A friend of mine recently commented that I had changed "a lot" since moving to Alaska. I was aware of some of the changes, but not to the extreme. I can't even conjure up the woman that would have confidently walked through a busy downtown with a destination in mind, or the gal that would have ordered some crazy-made expensive coffee drink without missing a beat.
I had a chance to conjure up that gal today, but when I got to the counter at The First Starbucks In the World, I found myself like Ralphie in "A Christmas Story" when he finally reached Santa Claus. Instead of telling the gal what I really wanted in my coffee cup, I squeaked out that I would like a "MEDIUM COFFEE". Me! Coffee Snob! Good grief! I used to work at Starbucks, for Pete's Sake! I used to BE the girl (ahem, "barista")rolling my eyes at the obvious non-Starbucks customers and sarcastically saying, "You want a GRANDE coffee?" (Don't forget the condescending note on the word "coffee". This is used when you don't order a drink that requires any actual skill to make.)
And just like poor Ralphie, I stopped myself from spiraling down the slide just in time to ask for two pounds of froo-froo coffee to take home with me. (Never mind that it's going to taste the same as my $6, 2 lb can of Yuban coffee when I make it in the percolator.)
I think I amused the shuttle driver with my answer to his just-being-polite question of "Did you enjoy your time at the Market?" I think he's hoping that I don't dare go back into town. At least not on his shift.
I was relieved to return to the hotel. I know we HAVE to be here for Little Nugget's tests, but I am looking forward to returning back to my little town, population 900-ish, and my little cabin.

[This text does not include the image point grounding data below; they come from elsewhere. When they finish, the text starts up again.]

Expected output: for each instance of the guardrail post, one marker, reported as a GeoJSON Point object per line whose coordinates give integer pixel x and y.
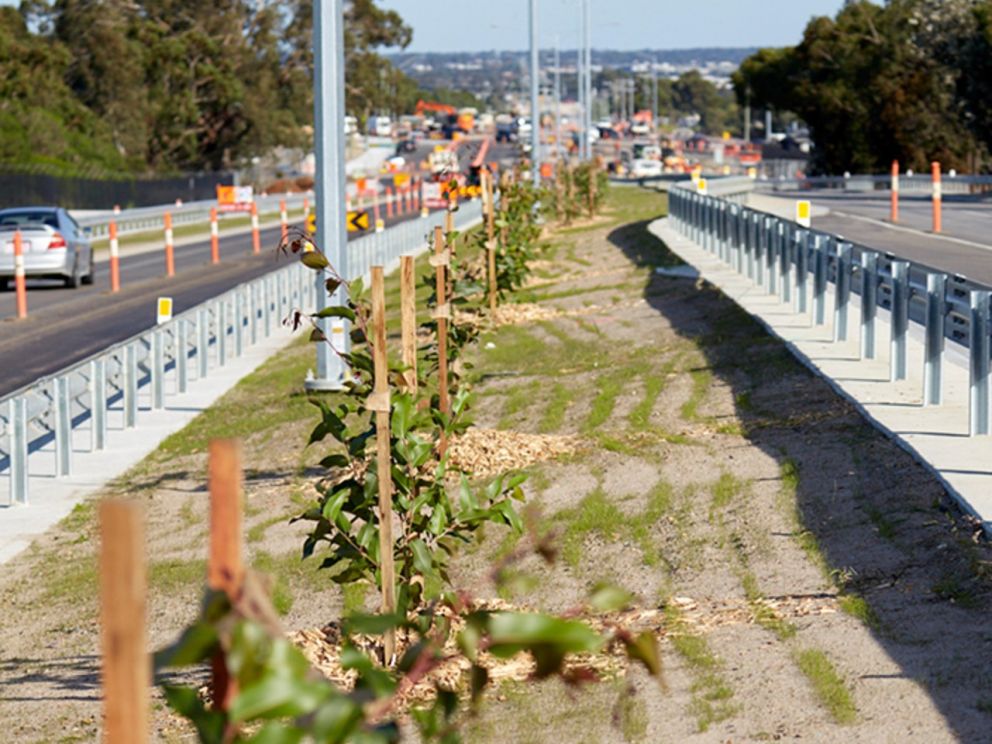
{"type": "Point", "coordinates": [842, 286]}
{"type": "Point", "coordinates": [221, 314]}
{"type": "Point", "coordinates": [130, 386]}
{"type": "Point", "coordinates": [936, 313]}
{"type": "Point", "coordinates": [804, 241]}
{"type": "Point", "coordinates": [158, 371]}
{"type": "Point", "coordinates": [899, 319]}
{"type": "Point", "coordinates": [98, 403]}
{"type": "Point", "coordinates": [202, 342]}
{"type": "Point", "coordinates": [63, 426]}
{"type": "Point", "coordinates": [978, 398]}
{"type": "Point", "coordinates": [819, 280]}
{"type": "Point", "coordinates": [771, 253]}
{"type": "Point", "coordinates": [239, 321]}
{"type": "Point", "coordinates": [17, 419]}
{"type": "Point", "coordinates": [182, 357]}
{"type": "Point", "coordinates": [869, 302]}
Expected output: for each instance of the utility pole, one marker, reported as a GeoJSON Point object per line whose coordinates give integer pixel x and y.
{"type": "Point", "coordinates": [332, 236]}
{"type": "Point", "coordinates": [557, 98]}
{"type": "Point", "coordinates": [535, 114]}
{"type": "Point", "coordinates": [587, 41]}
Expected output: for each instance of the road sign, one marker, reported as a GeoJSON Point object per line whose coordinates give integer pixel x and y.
{"type": "Point", "coordinates": [358, 221]}
{"type": "Point", "coordinates": [164, 306]}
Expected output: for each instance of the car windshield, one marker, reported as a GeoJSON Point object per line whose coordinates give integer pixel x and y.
{"type": "Point", "coordinates": [33, 218]}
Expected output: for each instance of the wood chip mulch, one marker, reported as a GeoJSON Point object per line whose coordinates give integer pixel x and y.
{"type": "Point", "coordinates": [485, 452]}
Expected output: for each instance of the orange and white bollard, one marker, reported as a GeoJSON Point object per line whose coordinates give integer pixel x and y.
{"type": "Point", "coordinates": [19, 286]}
{"type": "Point", "coordinates": [214, 237]}
{"type": "Point", "coordinates": [170, 261]}
{"type": "Point", "coordinates": [115, 263]}
{"type": "Point", "coordinates": [894, 206]}
{"type": "Point", "coordinates": [256, 238]}
{"type": "Point", "coordinates": [935, 178]}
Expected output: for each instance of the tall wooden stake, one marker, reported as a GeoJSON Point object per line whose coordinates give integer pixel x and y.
{"type": "Point", "coordinates": [379, 402]}
{"type": "Point", "coordinates": [127, 672]}
{"type": "Point", "coordinates": [487, 185]}
{"type": "Point", "coordinates": [225, 566]}
{"type": "Point", "coordinates": [408, 320]}
{"type": "Point", "coordinates": [441, 315]}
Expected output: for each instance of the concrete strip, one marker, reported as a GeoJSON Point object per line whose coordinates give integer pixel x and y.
{"type": "Point", "coordinates": [51, 499]}
{"type": "Point", "coordinates": [937, 436]}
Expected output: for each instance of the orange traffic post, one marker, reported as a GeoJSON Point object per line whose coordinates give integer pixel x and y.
{"type": "Point", "coordinates": [225, 568]}
{"type": "Point", "coordinates": [115, 265]}
{"type": "Point", "coordinates": [126, 665]}
{"type": "Point", "coordinates": [256, 239]}
{"type": "Point", "coordinates": [20, 287]}
{"type": "Point", "coordinates": [935, 177]}
{"type": "Point", "coordinates": [170, 261]}
{"type": "Point", "coordinates": [894, 206]}
{"type": "Point", "coordinates": [214, 237]}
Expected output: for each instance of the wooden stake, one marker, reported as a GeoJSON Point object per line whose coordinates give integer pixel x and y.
{"type": "Point", "coordinates": [490, 237]}
{"type": "Point", "coordinates": [441, 314]}
{"type": "Point", "coordinates": [225, 566]}
{"type": "Point", "coordinates": [380, 404]}
{"type": "Point", "coordinates": [127, 670]}
{"type": "Point", "coordinates": [408, 320]}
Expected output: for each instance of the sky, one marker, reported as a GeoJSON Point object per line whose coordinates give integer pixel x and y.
{"type": "Point", "coordinates": [464, 25]}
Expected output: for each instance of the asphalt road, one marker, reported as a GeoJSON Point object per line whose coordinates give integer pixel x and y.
{"type": "Point", "coordinates": [67, 325]}
{"type": "Point", "coordinates": [964, 247]}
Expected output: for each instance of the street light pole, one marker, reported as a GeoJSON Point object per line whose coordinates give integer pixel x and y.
{"type": "Point", "coordinates": [535, 114]}
{"type": "Point", "coordinates": [332, 238]}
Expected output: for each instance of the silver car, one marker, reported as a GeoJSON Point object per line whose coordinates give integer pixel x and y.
{"type": "Point", "coordinates": [53, 243]}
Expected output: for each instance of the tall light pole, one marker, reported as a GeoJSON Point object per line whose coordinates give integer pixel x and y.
{"type": "Point", "coordinates": [535, 114]}
{"type": "Point", "coordinates": [328, 137]}
{"type": "Point", "coordinates": [587, 42]}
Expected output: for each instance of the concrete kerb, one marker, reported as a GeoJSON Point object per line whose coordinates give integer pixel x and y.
{"type": "Point", "coordinates": [936, 436]}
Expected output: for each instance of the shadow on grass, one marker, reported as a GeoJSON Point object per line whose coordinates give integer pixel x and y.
{"type": "Point", "coordinates": [881, 526]}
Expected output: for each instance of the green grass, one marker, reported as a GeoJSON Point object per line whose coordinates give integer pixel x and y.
{"type": "Point", "coordinates": [553, 417]}
{"type": "Point", "coordinates": [608, 388]}
{"type": "Point", "coordinates": [827, 685]}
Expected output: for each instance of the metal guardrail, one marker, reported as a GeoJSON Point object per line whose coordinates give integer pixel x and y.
{"type": "Point", "coordinates": [918, 183]}
{"type": "Point", "coordinates": [170, 358]}
{"type": "Point", "coordinates": [799, 264]}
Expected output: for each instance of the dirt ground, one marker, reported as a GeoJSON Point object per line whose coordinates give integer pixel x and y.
{"type": "Point", "coordinates": [815, 582]}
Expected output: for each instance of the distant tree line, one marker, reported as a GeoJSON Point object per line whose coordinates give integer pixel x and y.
{"type": "Point", "coordinates": [161, 86]}
{"type": "Point", "coordinates": [909, 80]}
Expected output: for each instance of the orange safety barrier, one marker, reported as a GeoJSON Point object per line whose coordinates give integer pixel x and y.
{"type": "Point", "coordinates": [256, 239]}
{"type": "Point", "coordinates": [214, 237]}
{"type": "Point", "coordinates": [935, 178]}
{"type": "Point", "coordinates": [19, 285]}
{"type": "Point", "coordinates": [115, 266]}
{"type": "Point", "coordinates": [170, 261]}
{"type": "Point", "coordinates": [894, 206]}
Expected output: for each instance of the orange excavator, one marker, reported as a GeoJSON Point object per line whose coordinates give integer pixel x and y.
{"type": "Point", "coordinates": [463, 120]}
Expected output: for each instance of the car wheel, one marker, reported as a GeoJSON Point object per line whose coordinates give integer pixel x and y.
{"type": "Point", "coordinates": [72, 281]}
{"type": "Point", "coordinates": [88, 279]}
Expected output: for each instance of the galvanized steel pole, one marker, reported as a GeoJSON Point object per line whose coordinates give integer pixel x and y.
{"type": "Point", "coordinates": [535, 114]}
{"type": "Point", "coordinates": [332, 236]}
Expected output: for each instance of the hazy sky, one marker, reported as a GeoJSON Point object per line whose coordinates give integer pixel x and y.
{"type": "Point", "coordinates": [460, 25]}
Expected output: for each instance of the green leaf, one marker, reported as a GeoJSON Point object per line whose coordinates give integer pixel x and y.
{"type": "Point", "coordinates": [315, 260]}
{"type": "Point", "coordinates": [609, 597]}
{"type": "Point", "coordinates": [335, 311]}
{"type": "Point", "coordinates": [422, 557]}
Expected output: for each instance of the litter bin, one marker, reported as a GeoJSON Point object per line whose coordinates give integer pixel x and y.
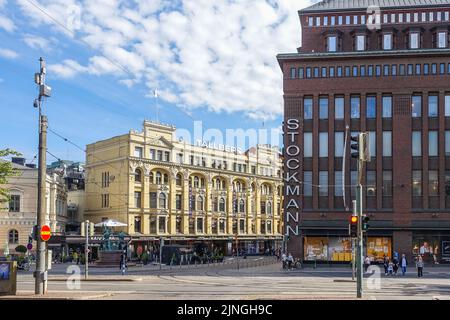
{"type": "Point", "coordinates": [8, 277]}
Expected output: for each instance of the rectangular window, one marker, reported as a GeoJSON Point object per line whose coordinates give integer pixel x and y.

I missed knitting group for this.
Something good has come out of my day, however. I found a kindred spirit among the crowds (and it wasn't the lady who told me she was sick of me and my f-ing kids). I saw an ad in one of the hotel magazines for a fancy-pants yarn shop and called to see if they have a knitting group meeting this week. Turns out, they do, and the kind lady on the other side of the phone said she agreed that a couple hours of gabbing and knitting with some other yarn-sisters would do me some good. I've got an official date for knitting tomorrow. I know, I know. SUCH an exciting night-life while visiting the big city. But it's perfect for me.
Until Next Time,
Happy Moose Trails!
P.S.- Little Nugget is completely undaunted by the change in surroundings. Her motto: Have Momma Milk, Will Travel. She could care less. She's currently entertaining herself by licking the baby in the mirror on the bathroom door. (Fabulously funny, I might add.)
Beans is surviving her week with dad, so far.
J is, well... he hasn't called crying for mercy yet. Yet.